I have 2 outputs from a Logstash instance, one output to Elasticsearch and one output to a Kafka topic that is consumed by a homegrown ms. In practice, I have seen instances where the ms consuming the Kafka topic receives a record before it was completely committed to Elasticsearch, and a search fails.
I would like to enforce the requirement that the output to Elasticsearch is fully complete and committed before sending to the Kafka topic. How can I do this?
pipeline.workers - This defaults to the number of the host's CPU cores.
I think this should solve the issue:
pipeline.workers : 1
You have no control over the order in which outputs process events. Once the batch gets to the end of the pipeline it gets sent to the outputs for them to process at their leisure.
You could send data to the kafka output viâ a separate pipeline with a sleep filter in it, but that does not provide very fine control, and still does not guarantee the result you want.
Badger, shouldn't a single process do execution from input to output, line by line?

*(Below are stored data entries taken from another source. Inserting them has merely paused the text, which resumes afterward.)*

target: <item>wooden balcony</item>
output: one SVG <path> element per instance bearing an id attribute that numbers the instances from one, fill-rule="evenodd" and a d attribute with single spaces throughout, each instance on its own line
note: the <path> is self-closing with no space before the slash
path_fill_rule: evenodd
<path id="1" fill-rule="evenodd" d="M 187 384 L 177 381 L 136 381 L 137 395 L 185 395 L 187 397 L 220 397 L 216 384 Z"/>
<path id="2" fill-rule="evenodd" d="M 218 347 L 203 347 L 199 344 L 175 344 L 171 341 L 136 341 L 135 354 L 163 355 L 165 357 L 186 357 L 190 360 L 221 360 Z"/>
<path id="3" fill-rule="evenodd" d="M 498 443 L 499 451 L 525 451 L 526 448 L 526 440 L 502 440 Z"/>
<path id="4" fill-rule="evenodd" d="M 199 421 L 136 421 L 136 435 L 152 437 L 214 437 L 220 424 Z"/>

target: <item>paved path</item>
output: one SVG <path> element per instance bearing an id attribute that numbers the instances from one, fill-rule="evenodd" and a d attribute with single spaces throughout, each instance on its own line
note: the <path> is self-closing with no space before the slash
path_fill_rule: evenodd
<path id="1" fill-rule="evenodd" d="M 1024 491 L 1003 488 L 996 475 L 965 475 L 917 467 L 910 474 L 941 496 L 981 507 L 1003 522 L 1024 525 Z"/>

Does parallelism makes mix data processing, out of order?
As far as I know input threads and output threads are independent of the pipeline. Setting pipeline.workers to 1 and pipeline.ordered to true will make sure that events are kept in order within the filters, but I have never seen anything that suggests either inputs or outputs use any synchronization between threads.
pipeline.ordered had to be added because re-ordering events within the pipeline broke documented behaviour of the aggregate plugin. I do not think there is any documentation about how threads in the inputs and outputs behave.
I already had similar problem, explained on this topic. Only set
pipeline.workers: 1 , not extra set pipeline.ordered, so it's "auto".
It's just matter how to output push data in the same order as receive in input.
I1,I2,I3 => O1,O2,O3
This topic was automatically closed 28 days after the last reply. New replies are no longer allowed.